Furiganaize kanji characters that has been furiganaed once may be furiganaed more than once

kanji characters that has been furiganaed once may be furiganaed more than once

Open inoueakimitsu opened this issue 2 years ago • 4 comments

Thanks for creating such a useful tool.

I ran Furiganaize on the following text:

作成します。作ります。

Then, I got the following DOM:

<ruby><rb><ruby><rb>作</rb><rt style="">つく</rt></ruby>成</rb><rt style="">さくせい</rt></ruby>します。<ruby><rb>作</rb><rt style="">つく</rt></ruby>ります。

The problem here is duplication of ruby tags.

I have implemented a simple way to fix this.

The modification changes the above output as follows:

<ruby><rb>作成</rb><rt style="">さくせい</rt></ruby>します。<ruby><rb>作</rb><rt style="">つく</rt></ruby>ります。

I am concerned that this modification will adversely affect other processes as I do not yet understand the overall processing flow of this program.

I would be happy to review it.

Jun 16 '22 16:06 inoueakimitsu

The solution above is not sufficient.

This cannot correctly furiganize the following sentence:

食べる。飲食店。

Output:

<ruby><rb>食</rb><rt style="">た</rt></ruby>べる。飲<ruby><rb>食</rb><rt style="">た</rt></ruby><ruby><rb>店</rb><rt style="">てん</rt></ruby>。

飲食店 should be いんしょくてん.

I think it may be possible to avoid this problem by processing long Kanji strings in preference to short Kanji strings.
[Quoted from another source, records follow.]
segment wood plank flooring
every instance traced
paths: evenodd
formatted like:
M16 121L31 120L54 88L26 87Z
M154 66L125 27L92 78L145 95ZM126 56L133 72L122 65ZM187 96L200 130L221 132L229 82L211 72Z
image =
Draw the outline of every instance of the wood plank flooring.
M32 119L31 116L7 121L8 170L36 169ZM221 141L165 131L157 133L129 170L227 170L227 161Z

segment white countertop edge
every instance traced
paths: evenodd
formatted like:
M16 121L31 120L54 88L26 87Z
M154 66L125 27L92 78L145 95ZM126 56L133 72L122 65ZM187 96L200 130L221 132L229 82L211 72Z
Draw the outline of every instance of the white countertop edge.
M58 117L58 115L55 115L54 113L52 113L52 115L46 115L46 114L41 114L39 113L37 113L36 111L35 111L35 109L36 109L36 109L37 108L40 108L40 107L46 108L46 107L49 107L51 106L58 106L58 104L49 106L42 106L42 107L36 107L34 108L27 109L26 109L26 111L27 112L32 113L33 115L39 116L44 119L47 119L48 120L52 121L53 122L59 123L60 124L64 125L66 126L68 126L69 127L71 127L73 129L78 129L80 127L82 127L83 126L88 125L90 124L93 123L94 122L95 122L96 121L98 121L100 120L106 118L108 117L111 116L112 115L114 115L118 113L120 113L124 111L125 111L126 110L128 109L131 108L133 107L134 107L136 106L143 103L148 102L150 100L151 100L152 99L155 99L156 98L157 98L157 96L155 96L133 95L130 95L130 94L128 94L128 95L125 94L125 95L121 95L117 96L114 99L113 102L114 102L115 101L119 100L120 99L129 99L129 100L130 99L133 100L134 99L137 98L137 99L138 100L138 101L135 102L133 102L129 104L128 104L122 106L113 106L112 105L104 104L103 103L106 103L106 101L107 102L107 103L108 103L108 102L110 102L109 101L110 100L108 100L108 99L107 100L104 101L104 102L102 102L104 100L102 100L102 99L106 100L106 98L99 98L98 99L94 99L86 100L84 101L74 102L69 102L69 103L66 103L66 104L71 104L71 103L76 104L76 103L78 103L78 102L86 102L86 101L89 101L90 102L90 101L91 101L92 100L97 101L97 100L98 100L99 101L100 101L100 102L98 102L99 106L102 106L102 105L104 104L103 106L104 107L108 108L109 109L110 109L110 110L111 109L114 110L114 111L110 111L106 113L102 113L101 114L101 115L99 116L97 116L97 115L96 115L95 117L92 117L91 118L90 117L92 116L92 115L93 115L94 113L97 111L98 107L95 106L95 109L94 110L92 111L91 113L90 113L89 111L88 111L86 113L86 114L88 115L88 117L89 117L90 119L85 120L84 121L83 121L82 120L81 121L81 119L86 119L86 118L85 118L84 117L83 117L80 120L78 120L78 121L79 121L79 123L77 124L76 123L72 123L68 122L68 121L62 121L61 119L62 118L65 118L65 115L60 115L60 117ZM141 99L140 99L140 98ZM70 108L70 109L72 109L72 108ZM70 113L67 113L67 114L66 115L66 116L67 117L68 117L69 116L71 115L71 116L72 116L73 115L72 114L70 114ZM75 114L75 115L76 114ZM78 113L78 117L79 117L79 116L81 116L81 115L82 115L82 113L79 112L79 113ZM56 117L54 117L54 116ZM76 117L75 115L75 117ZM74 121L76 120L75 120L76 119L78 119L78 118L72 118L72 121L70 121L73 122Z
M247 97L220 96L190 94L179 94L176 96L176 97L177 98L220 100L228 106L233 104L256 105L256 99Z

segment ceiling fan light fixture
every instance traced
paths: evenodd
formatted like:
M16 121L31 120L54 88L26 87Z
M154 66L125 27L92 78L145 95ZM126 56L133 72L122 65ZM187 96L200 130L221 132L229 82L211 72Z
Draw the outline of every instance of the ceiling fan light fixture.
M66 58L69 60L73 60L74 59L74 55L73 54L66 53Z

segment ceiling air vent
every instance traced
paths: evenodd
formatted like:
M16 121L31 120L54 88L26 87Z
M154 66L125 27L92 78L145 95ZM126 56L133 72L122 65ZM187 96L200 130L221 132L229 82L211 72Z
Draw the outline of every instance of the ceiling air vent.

Jun 16 '22 16:06 inoueakimitsu

Thanks for your detailed analysis for the behavior of this addon.

I cannot 100% sure that the longer matched furigana (the longer matched ((作成 (さくせい))) vs the shorter matched ((作(つく))(成(なる)))), so... I didn't try to fix this before. At least for a non-native speaker, I feel this "bug" can let me know the 読み方 of more individual / separated kanji... www
I just made some experiments on 「飲食店飲食店飲食店飲食店飲食店食べる。飲食店。食べる。飲食店。食べる。飲食店。食べる。飲食店。」, and found this
Actually I'm not that clearly understand how to handle with igo.js because this package is merely forked from ilyalissoboi's FuriganaInjectorPlusPlus, I mainly do some bugfixes, UI improvements, and add support for dynamic pages, so I nearly didn't change how does igo.js handle the sentences in Node of DOM... (汗) So, sorry I guess I cannot provide some usable advise about this issue (on the other hand, I indeed has no more free time to debug for this recently, too many tasks needed to be done everyday...)...
But if you're willing to dig in to this bug, it's very welcome still! (I'm considering that if you want to do this, maybe adding an option in options_ui as alpha-phrase testing, to prevent to affect the original users? Just a suggestion if really need to fix this issue.)

Jun 17 '22 04:06 kuanyui

Thank you for your reply.

i see. I am actually not 100% sure that the longer matched furigana approach works for sure either. It might be better to collect sentences to be tested first. Also, as for the point that the readings of individual decomposed kanji are instructive, I think that perspective is interesting.
related to 1, you mentioned that if multiple furigana are assigned to the same kanji, it would be a good way to study even if some of the furigana candidates are incorrect?
yes. I greatly appreciate your time and input. I am currently finding the alignment process between the original statement in the DOM and the output of iqo.js particularly difficult, but I will investigate the algorithm on my own for a while longer.
regarding your suggestion of adding an option for alpha-phaese testing to options_ui, I would definitely try that. I will try to create a reference implementation with the addition of the longer matched furigana approach mentioned above.